Langston & Kryxel
Hey Kryxel, I've been pondering how art has shifted from those ancient cave walls to the flickering pixels we see now—how the old ways still echo in the new, and whether the raw energy of today can ever truly honor the deep roots that shaped it. What do you think?
Yo, it's like a glitch in a mural, you feel? Old walls were rough drafts of the future. The flicker? Same itch, just on a screen. True honor? Only if you still feel that urge to scratch the skin of reality, not just flick the light. Keep it raw, keep it digital. That's the beat.
I hear you, Kryxel, but I’m still cautious about whether the flicker can truly carry the same grit as the stone walls. The rawness of scratching paint into rock feels more real than a screen that just flicks. I think we should keep that edge alive, even in the digital age.

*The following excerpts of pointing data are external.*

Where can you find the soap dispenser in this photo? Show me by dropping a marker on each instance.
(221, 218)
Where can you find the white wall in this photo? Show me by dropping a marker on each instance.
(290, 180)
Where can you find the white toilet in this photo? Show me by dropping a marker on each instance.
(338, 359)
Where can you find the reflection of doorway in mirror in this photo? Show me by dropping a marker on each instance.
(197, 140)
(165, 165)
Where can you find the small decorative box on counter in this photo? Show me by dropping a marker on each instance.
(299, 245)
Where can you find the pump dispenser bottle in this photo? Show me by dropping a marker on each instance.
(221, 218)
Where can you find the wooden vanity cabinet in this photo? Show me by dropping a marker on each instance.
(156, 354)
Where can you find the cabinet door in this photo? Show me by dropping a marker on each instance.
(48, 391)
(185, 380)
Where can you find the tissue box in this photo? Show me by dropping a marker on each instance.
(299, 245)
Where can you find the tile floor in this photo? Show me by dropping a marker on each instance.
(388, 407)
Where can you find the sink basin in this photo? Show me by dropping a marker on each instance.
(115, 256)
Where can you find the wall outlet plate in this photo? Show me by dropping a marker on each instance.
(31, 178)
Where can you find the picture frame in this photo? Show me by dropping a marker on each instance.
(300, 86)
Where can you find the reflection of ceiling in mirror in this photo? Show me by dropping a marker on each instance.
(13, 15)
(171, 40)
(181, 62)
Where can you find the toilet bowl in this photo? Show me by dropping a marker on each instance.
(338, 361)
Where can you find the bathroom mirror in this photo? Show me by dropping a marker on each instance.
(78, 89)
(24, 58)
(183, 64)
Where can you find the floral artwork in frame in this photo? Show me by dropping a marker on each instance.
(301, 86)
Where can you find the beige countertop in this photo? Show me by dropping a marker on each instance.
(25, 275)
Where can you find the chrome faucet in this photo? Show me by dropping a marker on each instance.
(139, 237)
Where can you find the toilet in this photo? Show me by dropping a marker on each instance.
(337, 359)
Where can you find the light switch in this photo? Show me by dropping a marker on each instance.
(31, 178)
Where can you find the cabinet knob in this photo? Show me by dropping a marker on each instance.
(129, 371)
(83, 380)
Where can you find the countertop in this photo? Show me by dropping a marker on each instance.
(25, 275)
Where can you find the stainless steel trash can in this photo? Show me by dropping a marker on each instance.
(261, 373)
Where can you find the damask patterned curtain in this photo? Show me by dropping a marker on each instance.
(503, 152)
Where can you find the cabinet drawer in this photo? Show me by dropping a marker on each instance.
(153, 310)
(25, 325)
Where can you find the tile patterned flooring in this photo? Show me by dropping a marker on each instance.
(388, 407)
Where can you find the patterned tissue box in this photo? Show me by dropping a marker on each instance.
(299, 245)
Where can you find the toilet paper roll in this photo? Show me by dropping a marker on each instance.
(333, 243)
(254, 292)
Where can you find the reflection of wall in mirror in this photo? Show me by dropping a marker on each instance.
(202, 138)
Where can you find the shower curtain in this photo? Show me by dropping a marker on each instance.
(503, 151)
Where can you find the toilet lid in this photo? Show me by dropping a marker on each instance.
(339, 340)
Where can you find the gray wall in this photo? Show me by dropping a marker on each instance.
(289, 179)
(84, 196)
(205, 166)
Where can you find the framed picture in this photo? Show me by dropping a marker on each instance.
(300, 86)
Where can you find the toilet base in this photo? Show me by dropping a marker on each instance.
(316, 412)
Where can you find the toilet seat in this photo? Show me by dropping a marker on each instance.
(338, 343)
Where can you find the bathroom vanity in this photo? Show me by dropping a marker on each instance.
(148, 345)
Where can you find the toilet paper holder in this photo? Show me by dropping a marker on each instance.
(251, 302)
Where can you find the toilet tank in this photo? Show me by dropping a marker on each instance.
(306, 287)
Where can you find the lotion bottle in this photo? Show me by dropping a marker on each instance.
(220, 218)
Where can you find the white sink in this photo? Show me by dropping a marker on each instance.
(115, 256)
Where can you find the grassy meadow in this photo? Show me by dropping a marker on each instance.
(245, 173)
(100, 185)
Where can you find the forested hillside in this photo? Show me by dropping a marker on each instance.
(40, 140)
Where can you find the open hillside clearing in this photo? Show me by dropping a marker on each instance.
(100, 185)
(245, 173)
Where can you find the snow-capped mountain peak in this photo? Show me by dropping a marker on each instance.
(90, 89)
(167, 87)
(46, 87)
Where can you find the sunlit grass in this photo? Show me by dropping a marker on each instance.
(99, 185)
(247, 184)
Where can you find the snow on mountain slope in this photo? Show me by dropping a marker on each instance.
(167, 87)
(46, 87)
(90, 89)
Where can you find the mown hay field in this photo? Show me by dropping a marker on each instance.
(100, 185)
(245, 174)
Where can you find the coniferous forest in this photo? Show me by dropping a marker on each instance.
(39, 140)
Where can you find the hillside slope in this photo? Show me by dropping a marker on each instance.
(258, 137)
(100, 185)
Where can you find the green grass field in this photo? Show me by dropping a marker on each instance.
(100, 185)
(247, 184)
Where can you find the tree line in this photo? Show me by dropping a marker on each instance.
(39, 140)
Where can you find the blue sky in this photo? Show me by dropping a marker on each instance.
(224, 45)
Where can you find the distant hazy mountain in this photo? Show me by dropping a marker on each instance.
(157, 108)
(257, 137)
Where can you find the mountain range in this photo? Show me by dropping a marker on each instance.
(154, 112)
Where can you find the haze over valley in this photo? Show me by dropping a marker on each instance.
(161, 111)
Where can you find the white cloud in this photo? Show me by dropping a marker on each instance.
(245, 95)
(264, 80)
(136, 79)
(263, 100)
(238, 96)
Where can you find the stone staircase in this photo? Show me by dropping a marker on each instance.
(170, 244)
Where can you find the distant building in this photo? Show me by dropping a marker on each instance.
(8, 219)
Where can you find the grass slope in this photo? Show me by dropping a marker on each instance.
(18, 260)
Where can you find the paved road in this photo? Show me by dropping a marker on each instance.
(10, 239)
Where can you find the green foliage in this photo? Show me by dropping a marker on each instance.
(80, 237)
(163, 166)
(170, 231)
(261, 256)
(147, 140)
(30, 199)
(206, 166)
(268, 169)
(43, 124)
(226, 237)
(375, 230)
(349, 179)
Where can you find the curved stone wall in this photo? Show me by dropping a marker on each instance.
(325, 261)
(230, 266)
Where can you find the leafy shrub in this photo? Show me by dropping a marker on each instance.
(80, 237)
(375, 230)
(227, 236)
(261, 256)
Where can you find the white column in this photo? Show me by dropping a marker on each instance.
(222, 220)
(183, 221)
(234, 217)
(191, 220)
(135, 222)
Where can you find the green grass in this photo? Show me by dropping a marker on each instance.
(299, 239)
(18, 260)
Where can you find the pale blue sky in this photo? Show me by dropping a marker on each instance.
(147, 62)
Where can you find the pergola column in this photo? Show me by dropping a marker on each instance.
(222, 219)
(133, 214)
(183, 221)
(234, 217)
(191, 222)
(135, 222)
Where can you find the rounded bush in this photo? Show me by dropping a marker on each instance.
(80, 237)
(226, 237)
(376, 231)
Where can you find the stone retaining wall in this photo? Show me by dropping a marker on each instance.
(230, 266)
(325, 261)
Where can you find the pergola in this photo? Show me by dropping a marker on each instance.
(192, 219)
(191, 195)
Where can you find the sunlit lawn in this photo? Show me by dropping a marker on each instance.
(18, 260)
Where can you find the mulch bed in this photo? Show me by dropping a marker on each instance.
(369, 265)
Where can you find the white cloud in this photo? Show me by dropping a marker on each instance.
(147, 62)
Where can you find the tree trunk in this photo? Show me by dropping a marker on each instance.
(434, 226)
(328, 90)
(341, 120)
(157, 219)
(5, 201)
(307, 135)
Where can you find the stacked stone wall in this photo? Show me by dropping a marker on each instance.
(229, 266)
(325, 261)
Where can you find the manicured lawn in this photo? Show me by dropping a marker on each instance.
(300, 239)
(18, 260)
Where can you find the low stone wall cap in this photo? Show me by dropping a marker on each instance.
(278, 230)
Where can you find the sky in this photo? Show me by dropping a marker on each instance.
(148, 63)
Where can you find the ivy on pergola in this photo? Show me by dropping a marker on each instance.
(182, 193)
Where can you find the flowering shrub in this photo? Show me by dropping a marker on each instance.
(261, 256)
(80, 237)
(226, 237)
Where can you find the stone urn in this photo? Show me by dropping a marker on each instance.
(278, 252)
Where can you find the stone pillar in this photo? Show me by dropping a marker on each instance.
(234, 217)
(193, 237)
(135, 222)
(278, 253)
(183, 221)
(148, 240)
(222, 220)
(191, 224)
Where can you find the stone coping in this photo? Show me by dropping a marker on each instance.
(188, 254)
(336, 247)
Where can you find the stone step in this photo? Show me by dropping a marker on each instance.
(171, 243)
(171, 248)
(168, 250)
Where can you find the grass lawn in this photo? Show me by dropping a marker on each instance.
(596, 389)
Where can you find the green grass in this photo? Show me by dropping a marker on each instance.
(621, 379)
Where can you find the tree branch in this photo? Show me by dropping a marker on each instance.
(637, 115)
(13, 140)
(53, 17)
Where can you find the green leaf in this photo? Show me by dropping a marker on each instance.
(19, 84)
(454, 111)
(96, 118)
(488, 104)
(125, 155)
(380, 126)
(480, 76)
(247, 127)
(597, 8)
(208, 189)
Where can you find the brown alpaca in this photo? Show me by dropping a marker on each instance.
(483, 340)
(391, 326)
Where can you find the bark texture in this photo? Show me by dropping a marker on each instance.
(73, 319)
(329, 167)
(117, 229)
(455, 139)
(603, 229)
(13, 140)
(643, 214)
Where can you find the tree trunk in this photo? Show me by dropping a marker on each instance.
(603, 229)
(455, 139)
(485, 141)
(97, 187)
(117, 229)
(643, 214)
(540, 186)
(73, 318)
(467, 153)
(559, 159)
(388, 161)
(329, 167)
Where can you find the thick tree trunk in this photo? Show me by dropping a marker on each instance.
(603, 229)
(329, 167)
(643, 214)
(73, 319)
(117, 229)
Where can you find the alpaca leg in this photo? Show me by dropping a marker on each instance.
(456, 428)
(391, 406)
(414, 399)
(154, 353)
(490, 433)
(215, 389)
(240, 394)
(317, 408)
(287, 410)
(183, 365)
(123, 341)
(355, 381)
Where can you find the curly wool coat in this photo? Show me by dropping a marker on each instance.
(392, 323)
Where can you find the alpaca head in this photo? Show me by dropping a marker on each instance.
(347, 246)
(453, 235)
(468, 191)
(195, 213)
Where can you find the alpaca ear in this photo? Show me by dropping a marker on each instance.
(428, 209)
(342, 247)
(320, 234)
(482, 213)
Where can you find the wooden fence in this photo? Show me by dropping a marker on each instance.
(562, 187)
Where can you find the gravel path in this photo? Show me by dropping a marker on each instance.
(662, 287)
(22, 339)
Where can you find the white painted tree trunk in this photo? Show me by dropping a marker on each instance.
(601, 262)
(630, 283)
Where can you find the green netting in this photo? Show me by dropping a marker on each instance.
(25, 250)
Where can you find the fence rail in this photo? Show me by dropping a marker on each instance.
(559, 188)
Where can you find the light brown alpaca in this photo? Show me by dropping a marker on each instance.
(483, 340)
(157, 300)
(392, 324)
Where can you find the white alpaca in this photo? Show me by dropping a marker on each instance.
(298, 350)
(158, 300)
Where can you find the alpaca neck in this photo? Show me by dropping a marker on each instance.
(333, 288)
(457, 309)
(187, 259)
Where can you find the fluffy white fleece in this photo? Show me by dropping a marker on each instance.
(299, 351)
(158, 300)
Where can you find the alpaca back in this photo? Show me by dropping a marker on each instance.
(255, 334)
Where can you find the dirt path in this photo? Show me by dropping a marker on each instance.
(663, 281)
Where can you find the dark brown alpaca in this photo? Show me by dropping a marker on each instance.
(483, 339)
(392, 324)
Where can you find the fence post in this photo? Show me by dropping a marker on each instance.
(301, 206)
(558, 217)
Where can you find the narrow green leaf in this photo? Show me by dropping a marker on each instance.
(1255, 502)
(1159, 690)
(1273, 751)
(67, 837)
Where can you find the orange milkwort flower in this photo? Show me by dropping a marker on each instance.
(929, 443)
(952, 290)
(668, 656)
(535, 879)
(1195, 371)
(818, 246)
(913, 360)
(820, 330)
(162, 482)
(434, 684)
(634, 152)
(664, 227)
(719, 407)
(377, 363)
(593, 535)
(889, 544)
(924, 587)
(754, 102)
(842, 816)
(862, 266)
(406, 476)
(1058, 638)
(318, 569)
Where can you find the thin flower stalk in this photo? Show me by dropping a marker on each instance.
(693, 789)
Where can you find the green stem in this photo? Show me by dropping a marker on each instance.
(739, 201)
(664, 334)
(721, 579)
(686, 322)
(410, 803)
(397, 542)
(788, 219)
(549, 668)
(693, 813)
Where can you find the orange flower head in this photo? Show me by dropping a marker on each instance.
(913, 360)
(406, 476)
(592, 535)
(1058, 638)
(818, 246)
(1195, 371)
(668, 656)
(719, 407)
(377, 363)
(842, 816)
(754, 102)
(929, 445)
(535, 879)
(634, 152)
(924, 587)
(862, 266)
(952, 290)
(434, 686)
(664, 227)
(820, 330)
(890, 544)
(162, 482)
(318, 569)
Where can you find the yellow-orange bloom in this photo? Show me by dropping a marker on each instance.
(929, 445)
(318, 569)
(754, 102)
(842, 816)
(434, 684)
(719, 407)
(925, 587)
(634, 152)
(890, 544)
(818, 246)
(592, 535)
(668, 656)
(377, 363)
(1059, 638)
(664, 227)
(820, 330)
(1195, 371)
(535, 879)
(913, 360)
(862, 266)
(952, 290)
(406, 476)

Yeah, a stone’s scar is a brutal history lesson, but a flicker can scar the mind in the same way—just quicker and messier. If you want that edge, mix the grit with the glitch. Keep digging, but let the pixels bite back.
You make a good point, Kryxel. A stone’s scar is slow but deep, and a pixel glitch can sting quickly. Perhaps the true craft lies in letting both meet—digging in stone while letting the digital bite echo the old wounds. I’ll watch how that blend plays out.